Aqueles que já recebiam os maiores salários passaram a receber valores ainda mais altos em virtude do efeito cascata provocado pelo reajuste do STF. PGE não foi consultada sobre o assunto
Em novembro de 2018 o Senado aprovou um reajuste de 16,38%
no salário dos ministros do Supremo Tribunal Federal (STF) e do
procurador-geral da República. O reajuste concedido elevou o subsídio de R$
33,7 mil para R$ 39 mil, provocando um efeito cascata em todo o funcionalismo
público, visto que alterou o teto constitucional, parâmetro que determina os
vencimentos de várias carreiras públicas federais e estaduais.
Em Santa Catarina, após o reajuste do STF, o teto
constitucional passou a ser de R$ 35.466,22, o que corresponde ao salário
mensal dos desembargadores do Tribunal de Justiça. O valor representa 90,25% do
subsídio dos ministros do Supremo e foi definido em dezembro de 2013, por meio
de uma Emenda na Constituição estadual. A regra limitou a remuneração dos
ocupantes de cargos públicos da administração direta, autarquias e fundações,
dos membros dos Poderes do Estado, do Ministério Público e do Tribunal de
Contas.
Entretanto, em Santa Catarina, esse ‘efeito cascata’

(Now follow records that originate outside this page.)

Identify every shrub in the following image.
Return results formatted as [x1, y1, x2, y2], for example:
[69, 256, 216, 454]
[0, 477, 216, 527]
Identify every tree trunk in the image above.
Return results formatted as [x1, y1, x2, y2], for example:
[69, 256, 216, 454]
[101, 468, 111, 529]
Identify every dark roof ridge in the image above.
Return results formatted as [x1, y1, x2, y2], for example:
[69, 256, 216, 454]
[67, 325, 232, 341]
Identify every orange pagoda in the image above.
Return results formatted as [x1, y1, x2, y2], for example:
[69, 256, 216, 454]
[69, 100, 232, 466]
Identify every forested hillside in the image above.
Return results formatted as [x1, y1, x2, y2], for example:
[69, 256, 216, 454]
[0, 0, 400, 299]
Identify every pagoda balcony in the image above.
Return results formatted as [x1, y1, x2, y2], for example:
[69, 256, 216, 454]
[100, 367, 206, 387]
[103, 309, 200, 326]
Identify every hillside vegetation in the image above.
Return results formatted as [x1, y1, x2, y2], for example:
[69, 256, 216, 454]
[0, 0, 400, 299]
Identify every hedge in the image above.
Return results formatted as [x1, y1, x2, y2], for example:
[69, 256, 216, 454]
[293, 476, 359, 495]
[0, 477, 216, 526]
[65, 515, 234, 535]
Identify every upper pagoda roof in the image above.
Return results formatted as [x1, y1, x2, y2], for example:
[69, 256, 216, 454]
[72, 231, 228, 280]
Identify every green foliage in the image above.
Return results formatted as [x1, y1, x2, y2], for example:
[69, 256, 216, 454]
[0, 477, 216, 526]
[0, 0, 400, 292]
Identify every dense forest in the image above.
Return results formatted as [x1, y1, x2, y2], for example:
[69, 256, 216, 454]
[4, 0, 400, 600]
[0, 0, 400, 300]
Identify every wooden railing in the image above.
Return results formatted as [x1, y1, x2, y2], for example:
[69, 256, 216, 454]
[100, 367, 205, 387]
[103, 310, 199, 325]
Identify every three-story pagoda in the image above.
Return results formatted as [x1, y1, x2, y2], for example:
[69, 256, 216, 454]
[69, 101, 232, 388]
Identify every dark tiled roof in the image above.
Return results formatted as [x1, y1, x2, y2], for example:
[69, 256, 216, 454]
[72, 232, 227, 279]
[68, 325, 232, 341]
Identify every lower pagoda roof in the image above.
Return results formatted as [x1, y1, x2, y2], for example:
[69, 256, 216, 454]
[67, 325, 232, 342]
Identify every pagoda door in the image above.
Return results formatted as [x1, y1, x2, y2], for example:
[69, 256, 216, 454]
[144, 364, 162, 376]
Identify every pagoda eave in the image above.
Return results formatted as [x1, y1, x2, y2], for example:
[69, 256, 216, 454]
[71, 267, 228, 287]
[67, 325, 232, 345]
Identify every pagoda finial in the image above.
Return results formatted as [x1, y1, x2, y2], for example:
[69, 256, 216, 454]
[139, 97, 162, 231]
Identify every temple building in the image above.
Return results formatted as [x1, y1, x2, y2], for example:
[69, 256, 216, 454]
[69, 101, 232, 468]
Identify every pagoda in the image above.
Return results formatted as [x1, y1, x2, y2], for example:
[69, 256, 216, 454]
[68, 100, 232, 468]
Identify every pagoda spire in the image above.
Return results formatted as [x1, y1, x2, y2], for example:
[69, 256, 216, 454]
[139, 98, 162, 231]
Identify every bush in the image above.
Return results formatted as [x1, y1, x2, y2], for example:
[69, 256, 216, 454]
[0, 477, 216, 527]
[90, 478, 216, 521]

refletiu de maneira seletiva. Isso porque nem todas as categorias foram
beneficiadas com o aumento do teto constitucional. Até o momento, num universo
de 123.962 servidores, entre ativos e inativos, apenas 900 foram beneficiados
pela medida, o que já causa um impacto de R$ 72 milhões anuais na folha de
pagamento do Estado.
Procurada, a assessoria da Secretaria de Administração
afirma que esse é o número total de beneficiados (900). Porém, é possível
verificar no Portal da Transparência do governo que diversas categorias não
tiveram o teto atualizado. Mesmo dentro de algumas delas, alguns servidores
passaram pela atualização do teto e outros não. Ou seja, o impacto poderá ser ainda
maior, caso seja aplicado a todos.
Contas no vermelho
Conforme determinado pela Lei de Responsabilidade Fiscal, o
limite máximo para gastos com pessoal é de 60% da Receita Corrente Líquida
(RCL) do Estado, quando incluídos os demais poderes. A distribuição do
percentual ocorre da seguinte forma: 49% para o próprio Executivo; 3% para o
Legislativo, incluindo aí o Tribunal de Contas; 6% para o Poder Judiciário; e
2% para o Ministério Público. Os valores estão no âmbito do duodécimo repassado
anualmente aos poderes. De acordo com o Tesouro Nacional, o comprometimento de
Santa Catarina está em 60,57%, já ultrapassando o limite legal.
Ao considerar apenas os salários dos servidores do
Executivo, o valor chega a 48,76% da RCL. Ainda segundo informações da Secretaria
de Administração, mesmo com o aumento do teto, o índice permanecerá dentro 49%
permitidos. Contudo, abre-se aí uma perigosa possibilidade do Estado estar
próximo de desobedecer determinações da Lei de Responsabilidade Fiscal.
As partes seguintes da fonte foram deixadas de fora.